自粛要請・テレワークの開始・関係者の感染等が原因で申告期限に間に合わない場合、管轄税務局に問い合わせた上で「災害による申告、納付等の期限延長申請書」を提出しましょう。
4-3.延納・物納:納期限までに相続税が支払えない場合
相続税を支払えないときは、最大20年間の分割払いへ切り替える「延納」・金銭の代わりに相続財産そのものを支払い手段とする「物納」のいずれかが利用できます。
利用されることの多い「延納」は、延滞税の代わりに利子税が加算されるものの、延納特例基準割合(銀行の新規の短期貸出約定平均金利をベースとする割合)の加味により利率が下がります。
手持ちの現金が足りない場合は、出来るだけ税理士と相談し、各制度の活用を検討しましょう。
5.相続税の還付請求にも時効がある?
ここまでは「申告・納税された金額が課税額に満たないケース」を前提としていましたが、「当初申告時の課税額が正しい金額を超える(または払いすぎた)」場合はどうでしょうか。
結論として、過誤税額の返還を求める権利(=還付請求権)にも、やはり法定申告期限の翌日を起算日とする5年の消滅時効があります。
これに伴い、還付請求の前提として行うべき「更正の請求手続」(審査の上で当初より少ない課税額を認めてもらうための手続き)の期限は、還付請求権の消滅時効に準じるものとされています。
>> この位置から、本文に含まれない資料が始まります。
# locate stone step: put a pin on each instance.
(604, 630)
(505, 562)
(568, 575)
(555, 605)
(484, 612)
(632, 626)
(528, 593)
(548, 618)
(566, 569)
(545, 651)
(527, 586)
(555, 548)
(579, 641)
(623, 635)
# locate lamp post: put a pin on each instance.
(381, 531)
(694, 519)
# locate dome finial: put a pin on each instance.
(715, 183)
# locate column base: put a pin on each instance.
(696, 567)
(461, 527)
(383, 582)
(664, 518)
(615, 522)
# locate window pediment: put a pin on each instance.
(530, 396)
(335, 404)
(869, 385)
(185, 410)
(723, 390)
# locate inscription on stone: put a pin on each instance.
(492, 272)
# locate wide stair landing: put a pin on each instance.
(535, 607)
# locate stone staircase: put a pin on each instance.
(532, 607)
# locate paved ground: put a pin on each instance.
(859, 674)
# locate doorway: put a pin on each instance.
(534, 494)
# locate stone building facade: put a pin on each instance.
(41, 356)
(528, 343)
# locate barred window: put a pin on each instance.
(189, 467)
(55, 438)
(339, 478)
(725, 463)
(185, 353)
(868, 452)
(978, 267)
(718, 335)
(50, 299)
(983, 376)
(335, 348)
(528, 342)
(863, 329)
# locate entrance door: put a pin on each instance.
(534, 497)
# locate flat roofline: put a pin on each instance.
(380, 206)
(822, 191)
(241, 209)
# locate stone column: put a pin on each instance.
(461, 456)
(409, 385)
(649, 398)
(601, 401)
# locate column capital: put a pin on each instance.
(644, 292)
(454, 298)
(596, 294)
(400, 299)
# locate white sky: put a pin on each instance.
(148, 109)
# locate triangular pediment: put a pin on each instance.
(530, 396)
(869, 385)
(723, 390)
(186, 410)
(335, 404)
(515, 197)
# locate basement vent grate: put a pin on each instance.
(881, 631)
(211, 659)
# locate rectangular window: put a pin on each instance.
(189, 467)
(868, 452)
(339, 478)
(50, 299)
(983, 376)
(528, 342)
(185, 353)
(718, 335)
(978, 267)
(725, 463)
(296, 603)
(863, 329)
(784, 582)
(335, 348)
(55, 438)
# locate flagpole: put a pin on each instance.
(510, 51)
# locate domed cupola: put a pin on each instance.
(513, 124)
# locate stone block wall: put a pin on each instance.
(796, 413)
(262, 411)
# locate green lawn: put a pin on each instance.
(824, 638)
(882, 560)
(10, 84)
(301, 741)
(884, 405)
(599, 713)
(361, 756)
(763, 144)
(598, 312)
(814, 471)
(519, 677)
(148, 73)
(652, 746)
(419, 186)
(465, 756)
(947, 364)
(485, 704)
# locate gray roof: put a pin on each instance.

また、相続手続きで避けがたい事情(後発的理由※)が生じた場合「その事実が生じた日の翌日から2か月または4か月以内」と短い手続き期限が設けられている点に注意しましょう。
※後発的理由とは
…「被相続人名義だと思っていた財産が実は他人名義だった」「負担付遺贈を解除した」等の事情を指します。
6.相続税の税務調査の時期や反面調査とは?
脱税の意図の有無にかかわらず、納税義務者の誤解による申告ミス・無申告は防ぎきれません。
こうした事例を発見する目的で実施されているのが「税務調査」です。
調査の実施時期は明確にされていないものの、過去に調査された事例や税務署の年間スケジュールに照らし合わせると、申告後1~2年以内の秋頃(7月から11月のあいだ)に対象者へ通知されるケースが大多数です。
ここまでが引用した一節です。